Our nation’s capitol is higher in elevation, and will likely avoid the brunt of Irene and the attending storm surge, but recently suffered a magnitude 5.8 earthquake. The quake caused damage to the Washington National Cathedral and the Washington Monument and came as quite a surprise to East Coast residents who rarely experience earthquakes. A smaller quake off the coast of Virginia in 2010 highlighted the possibility of an earthquake-triggered submarine landslide, which could trigger a tsunami similar to the wave that hit Japan in March.

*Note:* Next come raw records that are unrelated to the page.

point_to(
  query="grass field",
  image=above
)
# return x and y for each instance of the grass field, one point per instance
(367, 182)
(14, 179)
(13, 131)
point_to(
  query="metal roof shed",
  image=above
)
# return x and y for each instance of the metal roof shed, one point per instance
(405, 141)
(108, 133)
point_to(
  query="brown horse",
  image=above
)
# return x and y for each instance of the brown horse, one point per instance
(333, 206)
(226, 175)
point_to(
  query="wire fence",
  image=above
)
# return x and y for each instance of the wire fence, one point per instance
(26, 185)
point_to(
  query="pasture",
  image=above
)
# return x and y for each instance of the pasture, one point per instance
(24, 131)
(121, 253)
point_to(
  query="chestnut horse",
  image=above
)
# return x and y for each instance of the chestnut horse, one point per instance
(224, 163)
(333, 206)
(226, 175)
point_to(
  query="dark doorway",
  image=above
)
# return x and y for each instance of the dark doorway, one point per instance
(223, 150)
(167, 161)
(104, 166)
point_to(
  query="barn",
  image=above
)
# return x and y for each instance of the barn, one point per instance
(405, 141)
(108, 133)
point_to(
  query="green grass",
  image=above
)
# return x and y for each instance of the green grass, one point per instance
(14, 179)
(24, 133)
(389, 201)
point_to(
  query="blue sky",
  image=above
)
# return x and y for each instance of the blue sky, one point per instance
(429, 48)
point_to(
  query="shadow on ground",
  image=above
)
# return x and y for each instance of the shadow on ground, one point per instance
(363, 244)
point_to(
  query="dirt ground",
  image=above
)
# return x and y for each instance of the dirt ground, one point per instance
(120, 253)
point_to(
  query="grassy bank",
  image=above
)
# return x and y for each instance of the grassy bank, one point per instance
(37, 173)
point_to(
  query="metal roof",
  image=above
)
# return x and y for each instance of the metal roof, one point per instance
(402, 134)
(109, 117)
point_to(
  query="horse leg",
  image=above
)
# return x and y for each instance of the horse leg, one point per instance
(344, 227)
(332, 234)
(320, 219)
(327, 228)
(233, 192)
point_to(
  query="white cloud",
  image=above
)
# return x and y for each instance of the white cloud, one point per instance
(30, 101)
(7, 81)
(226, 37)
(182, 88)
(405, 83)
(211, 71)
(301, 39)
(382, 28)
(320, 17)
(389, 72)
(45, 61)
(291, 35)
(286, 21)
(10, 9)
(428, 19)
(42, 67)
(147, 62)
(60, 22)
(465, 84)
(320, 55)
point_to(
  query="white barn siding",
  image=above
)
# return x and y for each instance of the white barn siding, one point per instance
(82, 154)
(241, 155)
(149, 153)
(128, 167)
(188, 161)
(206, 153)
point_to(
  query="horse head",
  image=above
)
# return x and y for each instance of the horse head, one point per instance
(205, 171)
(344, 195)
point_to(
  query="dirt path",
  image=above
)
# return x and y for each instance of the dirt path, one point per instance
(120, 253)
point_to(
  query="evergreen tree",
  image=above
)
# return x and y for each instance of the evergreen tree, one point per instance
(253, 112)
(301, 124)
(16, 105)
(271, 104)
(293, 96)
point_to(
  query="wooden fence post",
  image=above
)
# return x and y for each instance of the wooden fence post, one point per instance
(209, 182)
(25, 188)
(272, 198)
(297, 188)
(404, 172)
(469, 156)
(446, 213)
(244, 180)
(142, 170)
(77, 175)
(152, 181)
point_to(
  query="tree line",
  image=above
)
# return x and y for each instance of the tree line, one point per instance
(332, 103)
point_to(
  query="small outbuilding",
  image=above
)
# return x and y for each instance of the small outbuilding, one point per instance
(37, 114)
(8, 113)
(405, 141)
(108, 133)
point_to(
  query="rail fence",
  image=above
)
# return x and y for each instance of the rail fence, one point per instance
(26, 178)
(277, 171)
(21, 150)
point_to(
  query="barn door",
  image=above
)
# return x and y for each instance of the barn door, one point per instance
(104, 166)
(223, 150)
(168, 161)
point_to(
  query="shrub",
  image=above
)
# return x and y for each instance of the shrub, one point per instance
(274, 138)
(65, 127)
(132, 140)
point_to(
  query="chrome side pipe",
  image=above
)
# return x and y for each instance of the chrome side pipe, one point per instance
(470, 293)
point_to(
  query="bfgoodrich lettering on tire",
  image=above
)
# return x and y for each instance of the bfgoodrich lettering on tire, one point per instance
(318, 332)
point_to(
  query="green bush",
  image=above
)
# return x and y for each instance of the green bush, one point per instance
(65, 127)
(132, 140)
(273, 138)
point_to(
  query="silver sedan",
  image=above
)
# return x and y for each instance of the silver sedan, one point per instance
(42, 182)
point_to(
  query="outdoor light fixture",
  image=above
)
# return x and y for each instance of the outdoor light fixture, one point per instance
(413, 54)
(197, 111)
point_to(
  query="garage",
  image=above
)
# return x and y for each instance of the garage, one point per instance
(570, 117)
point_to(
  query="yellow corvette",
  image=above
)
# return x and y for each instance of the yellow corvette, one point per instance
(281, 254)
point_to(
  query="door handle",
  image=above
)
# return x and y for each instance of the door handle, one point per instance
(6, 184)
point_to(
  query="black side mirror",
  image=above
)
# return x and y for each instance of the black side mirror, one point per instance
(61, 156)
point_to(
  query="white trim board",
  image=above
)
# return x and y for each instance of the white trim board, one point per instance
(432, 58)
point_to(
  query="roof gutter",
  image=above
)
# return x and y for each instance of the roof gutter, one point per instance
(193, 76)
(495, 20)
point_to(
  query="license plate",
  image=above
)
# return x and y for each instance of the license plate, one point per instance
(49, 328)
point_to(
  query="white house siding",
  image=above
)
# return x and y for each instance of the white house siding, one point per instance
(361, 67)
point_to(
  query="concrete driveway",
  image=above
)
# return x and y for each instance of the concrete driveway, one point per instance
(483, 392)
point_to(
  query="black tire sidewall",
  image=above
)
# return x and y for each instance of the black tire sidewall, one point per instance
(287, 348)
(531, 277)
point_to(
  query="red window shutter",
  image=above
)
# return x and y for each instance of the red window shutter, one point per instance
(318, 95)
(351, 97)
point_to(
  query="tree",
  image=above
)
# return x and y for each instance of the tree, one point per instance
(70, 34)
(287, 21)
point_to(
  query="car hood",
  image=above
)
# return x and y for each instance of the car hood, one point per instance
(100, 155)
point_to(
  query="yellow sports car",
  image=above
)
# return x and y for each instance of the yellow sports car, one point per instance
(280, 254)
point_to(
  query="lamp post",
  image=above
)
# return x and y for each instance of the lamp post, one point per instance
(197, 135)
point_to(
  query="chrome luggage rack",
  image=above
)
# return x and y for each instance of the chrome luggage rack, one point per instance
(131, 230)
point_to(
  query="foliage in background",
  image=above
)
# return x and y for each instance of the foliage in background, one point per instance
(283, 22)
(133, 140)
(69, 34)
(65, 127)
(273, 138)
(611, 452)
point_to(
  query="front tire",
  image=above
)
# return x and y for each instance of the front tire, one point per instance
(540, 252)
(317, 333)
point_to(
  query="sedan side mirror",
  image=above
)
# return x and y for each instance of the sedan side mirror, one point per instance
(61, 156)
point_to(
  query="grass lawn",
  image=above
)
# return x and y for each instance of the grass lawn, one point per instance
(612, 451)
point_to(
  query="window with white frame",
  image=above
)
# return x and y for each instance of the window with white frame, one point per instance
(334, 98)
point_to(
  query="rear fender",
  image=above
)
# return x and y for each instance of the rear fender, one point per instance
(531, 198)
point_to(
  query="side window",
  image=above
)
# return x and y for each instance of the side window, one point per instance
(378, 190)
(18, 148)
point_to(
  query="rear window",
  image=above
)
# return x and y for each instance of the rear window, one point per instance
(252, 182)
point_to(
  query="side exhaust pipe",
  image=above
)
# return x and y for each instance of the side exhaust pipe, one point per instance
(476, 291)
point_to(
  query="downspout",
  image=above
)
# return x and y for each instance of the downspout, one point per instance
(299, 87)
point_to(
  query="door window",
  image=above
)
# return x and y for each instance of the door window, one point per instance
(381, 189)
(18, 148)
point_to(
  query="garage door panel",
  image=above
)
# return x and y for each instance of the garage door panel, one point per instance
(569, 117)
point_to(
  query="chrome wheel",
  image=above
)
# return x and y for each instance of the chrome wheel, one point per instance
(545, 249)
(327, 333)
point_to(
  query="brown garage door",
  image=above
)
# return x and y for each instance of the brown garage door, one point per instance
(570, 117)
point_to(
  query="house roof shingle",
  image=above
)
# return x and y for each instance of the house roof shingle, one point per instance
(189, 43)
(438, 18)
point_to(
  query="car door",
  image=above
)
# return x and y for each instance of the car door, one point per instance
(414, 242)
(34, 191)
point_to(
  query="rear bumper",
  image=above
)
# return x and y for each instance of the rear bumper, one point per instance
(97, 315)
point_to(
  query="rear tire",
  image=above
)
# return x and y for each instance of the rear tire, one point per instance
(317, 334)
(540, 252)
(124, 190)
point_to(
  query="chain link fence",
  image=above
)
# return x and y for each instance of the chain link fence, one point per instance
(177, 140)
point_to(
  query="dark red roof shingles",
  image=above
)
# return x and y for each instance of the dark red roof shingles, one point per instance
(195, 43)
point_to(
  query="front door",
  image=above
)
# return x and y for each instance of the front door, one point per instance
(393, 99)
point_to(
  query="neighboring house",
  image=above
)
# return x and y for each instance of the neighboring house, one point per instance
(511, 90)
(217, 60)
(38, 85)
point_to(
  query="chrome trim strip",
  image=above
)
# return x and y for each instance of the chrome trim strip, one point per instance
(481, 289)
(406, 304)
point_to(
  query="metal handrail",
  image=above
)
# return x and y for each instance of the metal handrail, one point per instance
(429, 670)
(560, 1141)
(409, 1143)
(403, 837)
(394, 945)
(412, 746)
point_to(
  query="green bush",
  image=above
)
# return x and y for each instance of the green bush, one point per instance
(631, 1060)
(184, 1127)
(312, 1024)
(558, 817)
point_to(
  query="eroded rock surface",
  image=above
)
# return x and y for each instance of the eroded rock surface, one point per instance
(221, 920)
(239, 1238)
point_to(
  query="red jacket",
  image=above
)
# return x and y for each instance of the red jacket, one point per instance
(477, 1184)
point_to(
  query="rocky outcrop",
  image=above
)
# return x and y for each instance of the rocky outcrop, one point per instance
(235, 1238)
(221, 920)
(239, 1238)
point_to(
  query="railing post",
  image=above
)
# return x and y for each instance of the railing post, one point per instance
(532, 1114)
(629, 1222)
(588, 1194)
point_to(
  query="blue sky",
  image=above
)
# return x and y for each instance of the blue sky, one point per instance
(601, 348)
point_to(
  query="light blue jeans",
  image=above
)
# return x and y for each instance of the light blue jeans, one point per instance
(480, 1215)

The port of New Orleans was closed for two weeks after Katrina, and three months later was running at about half capacity. A similar catastrophe affecting the ports in Virginia and New York/New Jersey would be disastrous for the East Coast. The US is a big country, and in the past we have been able to absorb and overcome earthquakes, floods and other natural disasters, as well as “man-caused disasters” which is the current administration’s euphemism for the terrorist attacks of 10 years ago this month. But we’re stretched pretty thin, and our credit isn’t as good as it once was. A natural or man-caused disaster now would be much more expensive to overcome, based solely on our ability to borrow.
With luck, Hurricane Irene will blow harmlessly back out to sea, the earth (on all three coasts) will remain relatively motionless and the deal hammered out by Congress and the President will work to bring the US fiscal house back into order. While we don’t hold much sway over the weather and the tectonic plates, we are each represented in Congress, and regardless of political ideology, I think we can all agree that it’s time for the US to get its fiscal house in order. Your congressman goes back to work this month – send him a note asking him to put a little back in the bank for emergencies.